Searching online, you will certainly find that TDD is an acronym for Test-Driven Development. In fact, the title of this book will tell you that. We, however, use a slightly more meaningful definition. So, what is TDD? In the simplest terms, TDD is an approach to software development that is intended to reduce errors and enable flexibility within the application. If done correctly, TDD is a building block for rapid, accurate, and fearless application development.Â
Test-Driven Development is a means of letting your tests drive the design of the system. What does that mean, exactly? It means that you mustn't start with a solution in mind, you must let your tests drive the code being written. This helps minimize needless complexity and avoid over-architected solutions. The rules of Test-Driven Development
Staunch proponents of TDD dictate that you may not write a single line of production code without writing a failing unit test, and failing to compile is a failure. This means that you write a simple test, watch it fail, then write some code to make it pass. The system slowly evolves as the tests and the production application grow in functionality.

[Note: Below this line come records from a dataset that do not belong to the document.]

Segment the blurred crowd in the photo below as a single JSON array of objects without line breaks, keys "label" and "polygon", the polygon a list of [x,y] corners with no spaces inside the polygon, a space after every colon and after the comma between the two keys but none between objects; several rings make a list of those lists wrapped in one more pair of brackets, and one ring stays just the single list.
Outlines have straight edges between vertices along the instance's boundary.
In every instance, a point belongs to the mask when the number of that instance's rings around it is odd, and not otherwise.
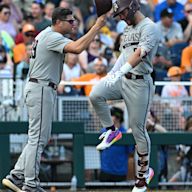
[{"label": "blurred crowd", "polygon": [[[141,12],[156,22],[161,31],[161,41],[153,59],[155,81],[191,81],[192,80],[192,0],[138,0]],[[35,36],[51,25],[52,12],[55,7],[70,8],[75,17],[71,23],[73,32],[68,37],[76,40],[85,34],[94,24],[97,14],[93,0],[1,0],[0,1],[0,79],[27,78],[29,58]],[[61,79],[72,82],[96,83],[113,67],[120,54],[122,33],[126,27],[124,21],[113,17],[112,10],[107,13],[107,22],[100,33],[81,54],[67,54]],[[59,95],[86,95],[92,85],[58,86]],[[182,85],[165,85],[157,87],[158,96],[185,97],[192,96],[192,87]],[[156,104],[158,105],[158,103]],[[166,123],[172,126],[173,119],[178,121],[175,129],[191,131],[184,127],[191,123],[189,115],[192,109],[186,109],[180,102],[170,100],[159,107],[165,113]],[[171,111],[171,112],[170,112]],[[157,111],[156,111],[157,113]],[[152,132],[169,131],[162,118],[150,111],[147,128]],[[160,115],[156,114],[158,117]],[[170,116],[172,115],[172,116]],[[191,116],[190,116],[191,117]],[[161,121],[161,123],[160,123]],[[188,123],[188,124],[187,124]],[[162,126],[163,125],[163,126]],[[175,126],[175,125],[173,125]],[[183,170],[188,170],[191,147],[179,146],[182,170],[179,170],[170,181],[182,178]],[[188,158],[190,154],[190,158]],[[159,180],[167,178],[167,149],[160,146]],[[188,158],[188,159],[187,159]],[[187,160],[186,160],[187,159]],[[187,163],[186,163],[187,162]],[[191,176],[191,175],[190,175]]]},{"label": "blurred crowd", "polygon": [[[192,71],[192,1],[138,0],[141,12],[157,23],[161,41],[153,59],[155,81],[190,81]],[[73,10],[75,22],[69,38],[76,40],[87,32],[97,17],[94,1],[90,0],[1,0],[0,1],[0,78],[13,76],[26,79],[29,57],[35,36],[51,25],[55,7]],[[62,80],[97,82],[113,67],[119,56],[124,21],[107,13],[107,22],[79,55],[67,54]],[[174,68],[177,67],[177,68]],[[177,70],[178,69],[178,70]],[[172,72],[170,73],[171,70]],[[91,85],[58,87],[61,95],[89,95]],[[162,96],[192,95],[176,86],[156,89]]]}]

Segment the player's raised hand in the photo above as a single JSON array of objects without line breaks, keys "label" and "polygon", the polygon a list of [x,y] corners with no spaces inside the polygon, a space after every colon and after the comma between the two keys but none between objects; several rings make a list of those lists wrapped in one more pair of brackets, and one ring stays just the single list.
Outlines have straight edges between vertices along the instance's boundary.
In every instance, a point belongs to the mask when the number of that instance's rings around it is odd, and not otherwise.
[{"label": "player's raised hand", "polygon": [[95,26],[98,28],[102,28],[106,23],[106,17],[107,17],[106,14],[103,14],[100,17],[98,17]]}]

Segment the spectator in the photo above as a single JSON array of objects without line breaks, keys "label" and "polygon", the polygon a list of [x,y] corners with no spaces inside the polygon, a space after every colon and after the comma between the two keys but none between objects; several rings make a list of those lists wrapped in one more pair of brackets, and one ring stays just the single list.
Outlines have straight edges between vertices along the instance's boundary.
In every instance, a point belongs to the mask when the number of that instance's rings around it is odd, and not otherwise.
[{"label": "spectator", "polygon": [[55,9],[55,5],[51,2],[45,4],[45,19],[50,20],[52,18],[53,10]]},{"label": "spectator", "polygon": [[12,67],[8,63],[5,47],[0,45],[0,78],[11,78]]},{"label": "spectator", "polygon": [[15,38],[18,28],[14,21],[10,20],[11,10],[8,5],[0,5],[0,32],[6,31]]},{"label": "spectator", "polygon": [[182,26],[184,32],[184,39],[186,42],[189,42],[192,35],[192,3],[186,3],[184,6],[185,18],[182,19],[179,23]]},{"label": "spectator", "polygon": [[96,35],[94,40],[89,44],[88,49],[79,54],[79,64],[81,65],[81,68],[84,72],[86,72],[89,63],[100,56],[100,48],[100,36]]},{"label": "spectator", "polygon": [[180,21],[185,17],[183,12],[184,7],[182,4],[178,3],[176,0],[166,0],[155,6],[154,10],[155,22],[161,19],[161,12],[167,8],[170,8],[172,10],[174,21]]},{"label": "spectator", "polygon": [[[111,116],[122,133],[126,133],[123,127],[123,110],[117,107],[111,108]],[[105,131],[102,130],[103,132]],[[101,172],[100,181],[118,182],[126,181],[128,174],[128,158],[133,153],[134,146],[111,146],[101,152]]]},{"label": "spectator", "polygon": [[[167,132],[166,128],[161,125],[159,118],[152,110],[149,111],[146,128],[149,132],[159,132],[159,133]],[[165,145],[159,146],[158,147],[159,181],[162,181],[164,179],[167,180],[167,176],[168,176],[167,155],[168,155],[167,147]]]},{"label": "spectator", "polygon": [[10,7],[11,16],[10,20],[15,21],[16,23],[21,23],[23,19],[23,14],[21,12],[20,7],[13,2],[13,0],[2,0],[2,4],[6,4]]},{"label": "spectator", "polygon": [[82,16],[81,10],[73,4],[73,0],[71,1],[61,0],[59,3],[59,7],[71,9],[73,11],[74,16],[76,16],[79,20],[80,33],[83,33],[83,30],[84,30],[83,16]]},{"label": "spectator", "polygon": [[[72,79],[73,81],[89,81],[97,83],[102,77],[107,75],[107,60],[103,57],[96,58],[94,61],[94,69],[95,73],[87,73],[85,75],[80,76],[79,78]],[[75,88],[80,89],[83,88],[86,96],[89,96],[93,85],[76,85]]]},{"label": "spectator", "polygon": [[72,40],[77,40],[79,39],[83,34],[80,32],[80,20],[74,16],[75,21],[73,24],[73,31],[69,34],[69,38]]},{"label": "spectator", "polygon": [[[181,69],[179,67],[171,67],[168,70],[167,76],[171,81],[181,80]],[[185,97],[188,96],[188,92],[183,85],[165,85],[162,90],[162,97]]]},{"label": "spectator", "polygon": [[13,59],[16,64],[27,57],[26,44],[31,43],[35,38],[35,27],[32,24],[25,24],[22,28],[23,42],[13,48]]},{"label": "spectator", "polygon": [[[185,80],[192,81],[191,73],[192,73],[192,38],[190,38],[189,46],[183,49],[181,55],[181,70],[184,74]],[[192,96],[192,86],[190,86],[190,96]]]},{"label": "spectator", "polygon": [[161,32],[161,42],[167,47],[172,47],[183,42],[183,32],[181,25],[173,21],[173,12],[170,8],[161,12],[161,20],[157,22],[157,27]]},{"label": "spectator", "polygon": [[37,32],[42,31],[46,27],[51,25],[51,21],[44,17],[44,3],[42,1],[35,0],[31,5],[31,13],[33,16],[34,26]]}]

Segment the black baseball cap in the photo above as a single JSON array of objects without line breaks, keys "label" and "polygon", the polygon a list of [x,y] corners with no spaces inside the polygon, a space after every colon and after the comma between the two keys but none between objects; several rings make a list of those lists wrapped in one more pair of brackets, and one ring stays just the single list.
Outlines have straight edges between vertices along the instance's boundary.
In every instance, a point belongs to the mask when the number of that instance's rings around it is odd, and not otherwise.
[{"label": "black baseball cap", "polygon": [[166,8],[161,11],[160,17],[173,17],[173,11],[171,8]]}]

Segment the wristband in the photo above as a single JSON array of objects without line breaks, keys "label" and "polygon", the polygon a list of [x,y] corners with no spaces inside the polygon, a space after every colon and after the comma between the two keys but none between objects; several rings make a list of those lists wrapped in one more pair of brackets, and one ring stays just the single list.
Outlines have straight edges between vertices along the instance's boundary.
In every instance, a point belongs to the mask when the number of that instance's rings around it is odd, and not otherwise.
[{"label": "wristband", "polygon": [[128,73],[133,67],[131,66],[130,63],[126,62],[121,68],[120,71],[123,73],[123,75],[125,75],[126,73]]}]

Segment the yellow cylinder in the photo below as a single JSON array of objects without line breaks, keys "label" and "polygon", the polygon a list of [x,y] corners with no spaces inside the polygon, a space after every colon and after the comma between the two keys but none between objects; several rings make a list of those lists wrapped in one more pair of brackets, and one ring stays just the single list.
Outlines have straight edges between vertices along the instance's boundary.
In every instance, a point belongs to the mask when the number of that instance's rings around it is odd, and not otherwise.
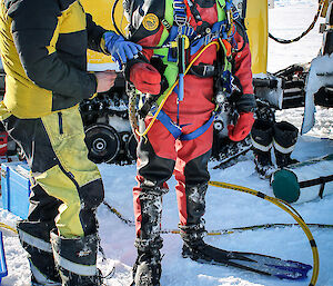
[{"label": "yellow cylinder", "polygon": [[266,73],[269,47],[268,0],[248,0],[245,26],[252,56],[252,72]]},{"label": "yellow cylinder", "polygon": [[[93,21],[102,26],[107,30],[113,30],[111,12],[114,0],[80,0],[85,12],[92,16]],[[127,21],[123,17],[122,1],[119,1],[119,4],[115,7],[115,22],[117,26],[124,30]],[[117,65],[112,61],[110,56],[105,56],[100,52],[92,50],[87,51],[88,56],[88,70],[90,71],[101,71],[108,69],[117,69]]]}]

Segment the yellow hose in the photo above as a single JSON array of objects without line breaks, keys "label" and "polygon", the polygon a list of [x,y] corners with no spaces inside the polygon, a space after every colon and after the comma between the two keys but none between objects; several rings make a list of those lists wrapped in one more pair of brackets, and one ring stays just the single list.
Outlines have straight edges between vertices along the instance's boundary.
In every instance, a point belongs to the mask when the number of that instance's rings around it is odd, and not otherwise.
[{"label": "yellow hose", "polygon": [[17,230],[17,229],[14,229],[13,227],[11,227],[11,226],[9,226],[9,225],[6,225],[6,224],[3,224],[3,223],[0,223],[0,227],[6,228],[6,229],[9,229],[9,230],[13,231],[14,234],[18,234],[18,230]]},{"label": "yellow hose", "polygon": [[[219,49],[219,47],[220,47],[220,43],[219,43],[218,41],[212,41],[212,42],[208,43],[206,46],[204,46],[204,47],[202,48],[202,50],[195,56],[195,58],[190,62],[190,65],[188,66],[185,72],[184,72],[184,75],[186,75],[186,73],[189,72],[190,68],[193,66],[193,63],[195,62],[195,60],[198,60],[199,57],[200,57],[200,56],[201,56],[209,47],[211,47],[212,45],[216,45],[216,46],[218,46],[218,49]],[[143,137],[143,136],[145,136],[145,135],[149,132],[149,130],[151,129],[152,125],[153,125],[154,121],[157,120],[157,118],[158,118],[158,116],[159,116],[161,109],[163,108],[163,106],[164,106],[167,99],[168,99],[169,96],[171,95],[171,92],[172,92],[172,90],[174,89],[174,87],[178,85],[178,81],[179,81],[179,80],[176,80],[176,81],[172,85],[172,87],[169,89],[168,93],[165,95],[165,97],[164,97],[163,100],[161,101],[161,105],[159,106],[158,111],[157,111],[155,115],[153,116],[152,120],[150,121],[150,124],[149,124],[149,126],[145,128],[145,130],[144,130],[142,134],[140,134],[138,129],[135,130],[135,134],[137,134],[138,136]]]},{"label": "yellow hose", "polygon": [[317,276],[319,276],[319,265],[320,265],[317,247],[316,247],[315,240],[314,240],[307,225],[305,224],[303,218],[297,214],[297,211],[291,205],[289,205],[284,200],[266,196],[263,193],[260,193],[258,190],[250,189],[246,187],[242,187],[242,186],[236,186],[236,185],[221,183],[221,181],[209,181],[209,185],[213,186],[213,187],[218,187],[218,188],[239,190],[239,191],[243,191],[243,193],[260,197],[262,199],[265,199],[265,200],[276,205],[278,207],[282,208],[284,211],[290,214],[297,221],[297,224],[302,227],[302,229],[305,233],[305,235],[309,239],[309,243],[311,245],[311,250],[312,250],[312,256],[313,256],[313,272],[312,272],[312,277],[311,277],[311,282],[310,282],[309,286],[314,286],[316,284]]}]

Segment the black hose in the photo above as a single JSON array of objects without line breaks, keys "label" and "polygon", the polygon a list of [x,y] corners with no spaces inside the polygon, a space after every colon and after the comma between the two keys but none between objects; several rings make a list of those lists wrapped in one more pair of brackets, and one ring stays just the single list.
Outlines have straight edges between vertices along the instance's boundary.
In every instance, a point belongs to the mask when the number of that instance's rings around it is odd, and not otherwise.
[{"label": "black hose", "polygon": [[270,32],[269,32],[269,37],[270,37],[272,40],[274,40],[274,41],[276,41],[276,42],[279,42],[279,43],[291,43],[291,42],[295,42],[295,41],[301,40],[305,34],[307,34],[307,33],[314,28],[314,24],[316,23],[317,18],[319,18],[319,16],[320,16],[320,13],[321,13],[321,11],[322,11],[322,9],[323,9],[324,1],[325,1],[325,0],[321,0],[321,1],[319,2],[319,8],[317,8],[316,14],[315,14],[315,17],[314,17],[312,23],[311,23],[311,24],[309,26],[309,28],[307,28],[304,32],[302,32],[299,37],[296,37],[296,38],[294,38],[294,39],[290,39],[290,40],[284,40],[284,39],[275,38],[275,37],[272,36]]}]

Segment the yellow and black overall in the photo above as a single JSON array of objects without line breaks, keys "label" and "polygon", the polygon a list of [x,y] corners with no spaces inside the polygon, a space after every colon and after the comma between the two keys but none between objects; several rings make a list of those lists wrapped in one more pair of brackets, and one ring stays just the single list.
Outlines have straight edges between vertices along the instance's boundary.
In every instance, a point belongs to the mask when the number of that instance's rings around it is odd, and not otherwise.
[{"label": "yellow and black overall", "polygon": [[[78,105],[97,91],[95,76],[87,72],[87,49],[102,51],[104,32],[78,0],[1,0],[7,77],[0,118],[31,168],[29,216],[18,229],[37,285],[60,280],[53,256],[69,268],[81,264],[78,257],[64,257],[65,247],[79,253],[83,238],[93,236],[92,248],[98,241],[95,210],[104,191],[97,166],[88,159]],[[95,252],[91,255],[82,263],[89,276],[97,273]]]}]

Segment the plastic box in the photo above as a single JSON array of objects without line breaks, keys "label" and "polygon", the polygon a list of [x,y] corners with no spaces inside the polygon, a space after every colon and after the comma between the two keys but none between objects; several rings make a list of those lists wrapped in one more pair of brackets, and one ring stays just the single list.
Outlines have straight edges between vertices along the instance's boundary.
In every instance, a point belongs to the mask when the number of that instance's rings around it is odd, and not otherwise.
[{"label": "plastic box", "polygon": [[2,207],[23,219],[29,210],[29,166],[23,161],[1,164]]}]

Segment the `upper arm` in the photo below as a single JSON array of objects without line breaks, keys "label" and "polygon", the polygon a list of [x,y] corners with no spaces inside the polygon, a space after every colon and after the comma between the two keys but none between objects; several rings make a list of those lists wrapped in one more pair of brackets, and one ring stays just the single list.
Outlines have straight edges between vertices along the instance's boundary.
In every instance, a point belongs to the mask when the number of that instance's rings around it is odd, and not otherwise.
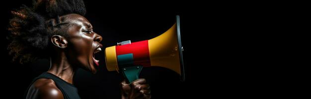
[{"label": "upper arm", "polygon": [[26,99],[64,99],[64,96],[53,80],[40,79],[30,86]]}]

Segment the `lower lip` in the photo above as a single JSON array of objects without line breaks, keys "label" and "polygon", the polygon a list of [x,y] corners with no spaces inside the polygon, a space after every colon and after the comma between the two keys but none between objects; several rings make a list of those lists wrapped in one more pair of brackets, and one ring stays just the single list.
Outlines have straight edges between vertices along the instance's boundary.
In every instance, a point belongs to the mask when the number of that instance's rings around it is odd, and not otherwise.
[{"label": "lower lip", "polygon": [[95,59],[95,58],[94,58],[94,57],[92,57],[93,58],[93,61],[94,62],[94,63],[95,63],[95,64],[96,64],[96,65],[98,66],[99,66],[99,64],[98,63],[98,62],[99,62],[99,61],[98,60],[96,60],[96,59]]}]

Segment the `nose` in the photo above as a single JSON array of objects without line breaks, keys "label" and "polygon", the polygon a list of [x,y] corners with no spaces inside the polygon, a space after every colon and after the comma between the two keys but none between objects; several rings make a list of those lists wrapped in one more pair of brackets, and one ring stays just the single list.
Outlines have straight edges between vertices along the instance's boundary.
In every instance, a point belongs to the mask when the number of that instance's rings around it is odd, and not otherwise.
[{"label": "nose", "polygon": [[100,42],[102,40],[101,36],[97,33],[95,33],[95,37],[94,38],[94,41]]}]

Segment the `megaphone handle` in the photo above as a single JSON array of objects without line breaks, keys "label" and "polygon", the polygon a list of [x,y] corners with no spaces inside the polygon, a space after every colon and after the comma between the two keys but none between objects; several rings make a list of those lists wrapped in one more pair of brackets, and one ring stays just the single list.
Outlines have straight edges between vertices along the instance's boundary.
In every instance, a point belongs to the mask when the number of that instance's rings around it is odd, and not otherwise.
[{"label": "megaphone handle", "polygon": [[127,81],[131,84],[138,79],[138,76],[142,69],[143,66],[133,66],[122,68],[121,70]]}]

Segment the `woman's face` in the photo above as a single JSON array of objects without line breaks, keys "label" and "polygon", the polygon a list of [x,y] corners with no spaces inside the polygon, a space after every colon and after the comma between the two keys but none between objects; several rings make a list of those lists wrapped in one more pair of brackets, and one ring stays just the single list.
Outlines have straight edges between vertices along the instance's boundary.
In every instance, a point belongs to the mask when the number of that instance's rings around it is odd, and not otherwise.
[{"label": "woman's face", "polygon": [[[96,71],[94,65],[99,65],[99,61],[94,54],[101,50],[99,44],[102,37],[93,31],[93,27],[84,17],[70,14],[62,17],[64,21],[70,24],[67,38],[66,55],[69,62],[93,73]],[[62,18],[61,17],[61,19]]]}]

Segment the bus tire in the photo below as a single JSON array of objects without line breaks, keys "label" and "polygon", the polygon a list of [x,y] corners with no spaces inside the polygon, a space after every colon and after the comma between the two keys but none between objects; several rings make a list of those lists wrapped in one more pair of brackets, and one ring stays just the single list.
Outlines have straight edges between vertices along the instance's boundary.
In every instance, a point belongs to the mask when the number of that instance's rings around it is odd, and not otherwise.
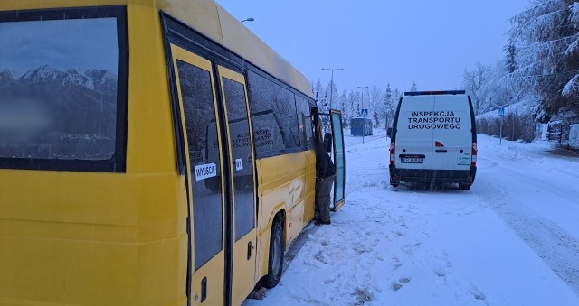
[{"label": "bus tire", "polygon": [[270,261],[268,274],[263,277],[263,286],[268,289],[275,287],[281,279],[283,271],[283,230],[278,218],[271,227],[270,240]]}]

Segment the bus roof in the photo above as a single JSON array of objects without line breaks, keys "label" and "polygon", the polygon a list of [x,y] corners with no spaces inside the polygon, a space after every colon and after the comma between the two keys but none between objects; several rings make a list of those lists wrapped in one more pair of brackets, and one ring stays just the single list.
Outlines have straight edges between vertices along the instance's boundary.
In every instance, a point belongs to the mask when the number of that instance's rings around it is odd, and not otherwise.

Many would argue that TDD is about testing, and by extension, about test coverage of an application. While these are great side-effects of TDD, they are not the driving force behind the practice.
Additionally, if code coverage and metrics become the goal, then there is a risk that developers will introduce meaningless tests just to inflate the numbers. Perhaps it is less a risk and more a guarantee that this will happen. Let delivered functionality and happy customers be the metrics with which you measure success.
TDD is about design. Through TDD, an application will grow in functionality without introducing needless complexity. It's incredibly difficult to introduce complexity if you write small tests and only enough production code to make the test pass. Refactoring, modifying the structure of the code without adding or changing behavior,  should not introduce complexity, either.